Those involved in stadium safety at Hillsborough should have identified areas of risk, a stadium expert told the new inquests into the 96 deaths.
Structural engineer John Cutlack, who has more than 34 years’ experience and has designed stands at Newcastle United and Arsenal, was asked about the risk of crushing after the jury looked at a list of British stadia incidents.
Michael Mansfield QC, who represents a group of the Hillsborough families, said that between 1923 and 1989, when Lord Justice Taylor reported on Hillsborough, there were eight reports on crowd control and safety in Britain.
Questioning Mr Cutlack on day 20 of the inquests, Mr Mansfield said: “Those who were concerned with safety therefore at football stadia throughout this period should have been aware of that risk, shouldn’t they?”
Mr Cutlack replied: “I would think that anybody who was involved in football stadia, who was following what was happening, should certainly have been aware of it.”

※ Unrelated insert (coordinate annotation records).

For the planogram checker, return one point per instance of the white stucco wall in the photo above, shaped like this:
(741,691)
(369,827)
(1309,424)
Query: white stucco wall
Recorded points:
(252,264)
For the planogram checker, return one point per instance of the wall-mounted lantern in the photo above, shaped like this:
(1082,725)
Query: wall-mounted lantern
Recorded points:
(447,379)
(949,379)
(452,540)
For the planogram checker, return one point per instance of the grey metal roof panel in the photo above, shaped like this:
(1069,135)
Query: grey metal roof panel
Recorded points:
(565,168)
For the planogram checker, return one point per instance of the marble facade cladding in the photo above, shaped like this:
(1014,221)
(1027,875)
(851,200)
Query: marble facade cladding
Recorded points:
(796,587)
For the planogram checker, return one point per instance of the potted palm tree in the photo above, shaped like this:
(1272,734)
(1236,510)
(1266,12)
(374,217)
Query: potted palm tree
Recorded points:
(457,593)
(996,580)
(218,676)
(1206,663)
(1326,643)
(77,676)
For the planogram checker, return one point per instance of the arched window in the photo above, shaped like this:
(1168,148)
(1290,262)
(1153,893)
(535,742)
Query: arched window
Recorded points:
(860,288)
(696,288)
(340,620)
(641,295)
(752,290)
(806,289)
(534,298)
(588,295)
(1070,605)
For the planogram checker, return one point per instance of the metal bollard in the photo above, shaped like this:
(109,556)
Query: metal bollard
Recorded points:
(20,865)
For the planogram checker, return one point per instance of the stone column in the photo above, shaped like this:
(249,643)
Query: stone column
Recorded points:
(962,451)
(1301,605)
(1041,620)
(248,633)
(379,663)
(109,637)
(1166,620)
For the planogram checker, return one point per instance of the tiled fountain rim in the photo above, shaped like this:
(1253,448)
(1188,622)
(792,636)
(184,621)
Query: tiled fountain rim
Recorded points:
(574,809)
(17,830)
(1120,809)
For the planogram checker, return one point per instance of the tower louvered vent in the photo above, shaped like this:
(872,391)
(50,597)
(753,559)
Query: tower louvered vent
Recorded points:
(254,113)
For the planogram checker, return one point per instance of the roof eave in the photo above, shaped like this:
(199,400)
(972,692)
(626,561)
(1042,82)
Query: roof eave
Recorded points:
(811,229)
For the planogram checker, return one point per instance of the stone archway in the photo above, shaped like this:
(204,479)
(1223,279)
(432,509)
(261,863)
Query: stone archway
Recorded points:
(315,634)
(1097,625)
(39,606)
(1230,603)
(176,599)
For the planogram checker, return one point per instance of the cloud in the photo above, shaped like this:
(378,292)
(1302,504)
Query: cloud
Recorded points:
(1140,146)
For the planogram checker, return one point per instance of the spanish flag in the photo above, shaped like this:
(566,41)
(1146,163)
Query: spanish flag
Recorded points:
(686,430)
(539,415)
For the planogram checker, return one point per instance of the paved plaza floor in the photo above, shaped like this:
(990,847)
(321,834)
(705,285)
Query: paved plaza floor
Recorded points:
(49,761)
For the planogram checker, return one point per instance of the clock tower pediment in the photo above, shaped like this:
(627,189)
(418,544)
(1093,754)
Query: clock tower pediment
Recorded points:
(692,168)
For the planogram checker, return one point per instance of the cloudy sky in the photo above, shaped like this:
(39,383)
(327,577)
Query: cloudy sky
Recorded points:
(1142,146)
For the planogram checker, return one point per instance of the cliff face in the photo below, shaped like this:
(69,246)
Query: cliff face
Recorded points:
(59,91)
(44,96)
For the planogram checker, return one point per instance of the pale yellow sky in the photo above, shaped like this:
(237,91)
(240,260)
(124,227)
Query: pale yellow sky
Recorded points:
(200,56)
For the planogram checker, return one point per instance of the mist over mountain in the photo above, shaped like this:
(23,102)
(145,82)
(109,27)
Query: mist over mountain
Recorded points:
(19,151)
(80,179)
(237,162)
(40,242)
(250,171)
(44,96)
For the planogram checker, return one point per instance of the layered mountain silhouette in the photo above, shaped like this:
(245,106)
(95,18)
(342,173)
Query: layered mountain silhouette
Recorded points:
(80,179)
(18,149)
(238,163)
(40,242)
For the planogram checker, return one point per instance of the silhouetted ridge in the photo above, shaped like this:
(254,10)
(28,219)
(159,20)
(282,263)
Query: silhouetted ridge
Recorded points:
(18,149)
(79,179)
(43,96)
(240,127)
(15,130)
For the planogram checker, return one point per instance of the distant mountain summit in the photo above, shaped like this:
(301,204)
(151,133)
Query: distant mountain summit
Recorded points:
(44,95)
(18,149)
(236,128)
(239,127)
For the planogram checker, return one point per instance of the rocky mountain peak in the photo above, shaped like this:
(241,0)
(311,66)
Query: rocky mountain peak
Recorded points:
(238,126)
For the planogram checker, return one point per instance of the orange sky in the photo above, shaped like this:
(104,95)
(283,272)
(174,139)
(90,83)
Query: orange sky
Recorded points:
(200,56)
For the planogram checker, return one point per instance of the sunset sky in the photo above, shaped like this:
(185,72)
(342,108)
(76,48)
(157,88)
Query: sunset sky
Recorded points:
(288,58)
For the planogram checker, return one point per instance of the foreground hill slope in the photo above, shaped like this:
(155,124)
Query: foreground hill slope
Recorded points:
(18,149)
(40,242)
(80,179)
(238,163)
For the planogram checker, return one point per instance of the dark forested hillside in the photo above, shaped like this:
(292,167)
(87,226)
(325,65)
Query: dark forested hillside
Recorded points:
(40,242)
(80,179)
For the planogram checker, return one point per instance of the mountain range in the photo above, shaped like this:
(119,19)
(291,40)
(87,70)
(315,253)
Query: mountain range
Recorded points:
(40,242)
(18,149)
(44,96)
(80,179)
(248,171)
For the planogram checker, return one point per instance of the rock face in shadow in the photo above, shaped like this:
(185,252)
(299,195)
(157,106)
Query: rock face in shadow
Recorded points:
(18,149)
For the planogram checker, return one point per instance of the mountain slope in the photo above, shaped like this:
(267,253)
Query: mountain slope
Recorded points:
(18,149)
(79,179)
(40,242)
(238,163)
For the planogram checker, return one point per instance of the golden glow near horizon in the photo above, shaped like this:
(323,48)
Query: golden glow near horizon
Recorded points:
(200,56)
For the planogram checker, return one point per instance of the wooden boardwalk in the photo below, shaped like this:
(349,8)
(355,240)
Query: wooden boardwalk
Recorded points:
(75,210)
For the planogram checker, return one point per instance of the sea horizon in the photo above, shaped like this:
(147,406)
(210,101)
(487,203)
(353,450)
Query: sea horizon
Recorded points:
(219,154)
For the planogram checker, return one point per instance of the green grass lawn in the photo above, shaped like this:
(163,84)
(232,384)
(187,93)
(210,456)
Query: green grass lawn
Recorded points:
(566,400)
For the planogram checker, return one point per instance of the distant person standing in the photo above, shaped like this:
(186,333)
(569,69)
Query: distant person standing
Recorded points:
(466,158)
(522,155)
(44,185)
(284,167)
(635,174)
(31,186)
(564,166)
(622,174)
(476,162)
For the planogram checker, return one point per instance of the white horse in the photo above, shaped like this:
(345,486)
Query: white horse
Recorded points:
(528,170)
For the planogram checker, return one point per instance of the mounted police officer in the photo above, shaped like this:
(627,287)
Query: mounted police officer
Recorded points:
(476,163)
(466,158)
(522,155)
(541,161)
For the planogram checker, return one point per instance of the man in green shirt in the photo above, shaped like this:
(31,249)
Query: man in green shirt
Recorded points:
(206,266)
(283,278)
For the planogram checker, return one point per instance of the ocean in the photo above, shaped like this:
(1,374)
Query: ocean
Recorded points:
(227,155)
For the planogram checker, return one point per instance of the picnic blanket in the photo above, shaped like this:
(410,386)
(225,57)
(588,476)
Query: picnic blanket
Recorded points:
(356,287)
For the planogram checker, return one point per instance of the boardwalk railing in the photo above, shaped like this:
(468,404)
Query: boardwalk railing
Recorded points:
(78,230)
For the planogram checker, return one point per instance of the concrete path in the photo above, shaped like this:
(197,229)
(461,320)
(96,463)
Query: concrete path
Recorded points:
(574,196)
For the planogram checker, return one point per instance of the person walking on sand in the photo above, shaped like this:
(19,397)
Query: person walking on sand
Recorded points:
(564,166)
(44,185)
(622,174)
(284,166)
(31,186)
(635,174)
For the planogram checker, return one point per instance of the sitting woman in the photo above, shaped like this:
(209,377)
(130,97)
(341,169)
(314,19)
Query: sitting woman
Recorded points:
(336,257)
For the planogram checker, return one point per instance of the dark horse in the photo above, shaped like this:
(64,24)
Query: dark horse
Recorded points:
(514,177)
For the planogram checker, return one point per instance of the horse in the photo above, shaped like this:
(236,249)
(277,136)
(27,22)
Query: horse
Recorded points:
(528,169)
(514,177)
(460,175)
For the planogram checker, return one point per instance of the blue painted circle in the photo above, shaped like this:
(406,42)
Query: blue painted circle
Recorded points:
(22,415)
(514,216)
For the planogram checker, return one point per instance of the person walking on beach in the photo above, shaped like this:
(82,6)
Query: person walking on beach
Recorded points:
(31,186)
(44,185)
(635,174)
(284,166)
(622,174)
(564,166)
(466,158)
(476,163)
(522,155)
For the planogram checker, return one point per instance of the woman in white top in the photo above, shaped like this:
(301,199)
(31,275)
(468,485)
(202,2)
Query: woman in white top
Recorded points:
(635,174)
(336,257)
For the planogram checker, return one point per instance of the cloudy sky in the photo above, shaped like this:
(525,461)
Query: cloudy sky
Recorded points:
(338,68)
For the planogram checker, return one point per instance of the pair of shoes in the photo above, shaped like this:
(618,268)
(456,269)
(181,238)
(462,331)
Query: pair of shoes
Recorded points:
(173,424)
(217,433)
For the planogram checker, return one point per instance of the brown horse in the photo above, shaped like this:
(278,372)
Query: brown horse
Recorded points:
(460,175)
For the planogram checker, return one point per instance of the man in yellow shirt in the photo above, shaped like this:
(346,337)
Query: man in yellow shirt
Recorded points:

Mr Mansfield said: “The risk of crushing should have been known not just to those who follow stadium safety, but those who become involved in stadium safety, even if they haven’t followed it before?”
Mr Cutlack replied: “I think if you are in a position of being involved in stadium safety then you have a duty to find out about what that entails and, therefore, you would be expected to identify what those areas of risk are.”
Earlier, the jury heard the stadium passed its annual ground safety inspection the year before the disaster.
Safety consultants Eastwood and Partners issued a certificate in August 1988, following the inspection.